Per maggiori dettagli: www.L'orologiaio miope.com da cui è presa l'immagine, con molti ringraziamenti.




Le antenne di una chiocciola infestata dal   Leucochloridium paradoxum




Ma non crediate che una volta trovato un equilibrio tra le proprie necessità e la sopravvivenza dell’ospite, nonché aver trovato un sistema per facilitare il regolare svolgimento del ciclo, il parassita possa stare tranquillo e crogiolarsi in una vita beata: eh no!

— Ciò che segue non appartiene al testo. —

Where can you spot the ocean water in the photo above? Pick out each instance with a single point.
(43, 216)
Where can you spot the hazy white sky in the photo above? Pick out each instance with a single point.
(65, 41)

Gli ospiti infatti non stanno lì a subire e basta. Cercano di difendersi, di trovare qualche trucco per rendere il rapporto col parassita meno dannoso. Così nel corso dell’evoluzione si svolge una sorta di "gara" in cui ogni specie coinvolta lotta per stare al passo, o per superare, l'altra. Come avviene nel rapporto preda predatore.
       Basti citare, a titolo di esempio, il caso di granchi predatori che riescono a rompere il solido  guscio di  certe  chiocciole terrestri  con le loro robuste chele. Prima dell'evoluzione di questi granchi la maggior parte delle chiocciole presentava gusci assai più fragili; ma la comparsa  dei granchi predatori le ha spinte a rinforzare l'esoscheletro, in parallelo al progressivo irrobustirsi delle chele dei predatori, in una lotta per la sopravvivenza. Oggi, dopo oltre 100.000.000 di anni, sono notevolmente aumentati, sia lo spessore medio del guscio delle chiocciole che la potenza e lo spessore delle chele dei loro predatori.